I’m not normally an avid fan of the Nobel Prize in Physics announcement. This year may be a little different. It’s possible that this is the year that the prize is awarded for the prediction that the mechanism of spontaneously broken Electroweak Symmetry necessarily leads to a new subatomic particle in nature (the Higgs Boson). There is no guarantee that the Nobel Prize committee will go this way; it’s their decision. However, given the tremendous experimental effort over the past 2 years that identified a new boson with a mass of 126 GeV, and that has now determined its properties to be consistent with the Higgs Boson hypothesis, it’s a good contender for the prize.
So I’ll be waking up early this Tuesday to wait for the announcement. You can look for it on the Nobel Prize website (http://www.nobelprize.org/). Presently, we are 37 hours from the announcement of the Medicine/Physiology Prize on Monday. After that, on Tuesday, at 11 am CET (at the earliest), we can expect the physics prize announcement.
The last time that a prize was awarded for a theoretical prediction confirmed by the experimental efforts of two large collaborations, it was the prize in 2008 for “for the discovery of the mechanism of spontaneous broken symmetry in subatomic physics”, and “for the discovery of the origin of the broken symmetry which predicts the existence of at least three families of quarks in nature”(http://www.nobelprize.org/nobel_prizes/physics/laureates/2008/).

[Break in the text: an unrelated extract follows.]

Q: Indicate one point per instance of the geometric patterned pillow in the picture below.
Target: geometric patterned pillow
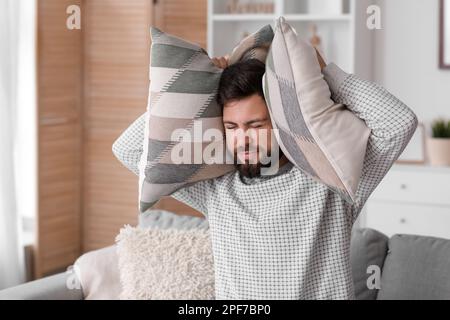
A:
(324, 139)
(183, 90)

The prize was awarded to physicists Yoichiro Nambu, Makoto Kobayashi, and Toshihide Maskawa. However, in the prize announcement, the massive experimental effort required to verify their predictions was mentioned. “As late as 2001, the two particle detectors BaBar at Stanford, USA and Belle at Tsukuba, Japan, both detected broken symmetries independently of each other,” said the committee in their press release.
I would expect that, should the prize be awarded for the successful prediction that spontaneously broken symmetry yields mass for the fundamental gauge bosons, and in doing so necessitates the existence of another gauge boson (the Higgs), that the ATLAS and CMS collaborations will be similarly cited. Either way, Tuesday is going to be very interesting.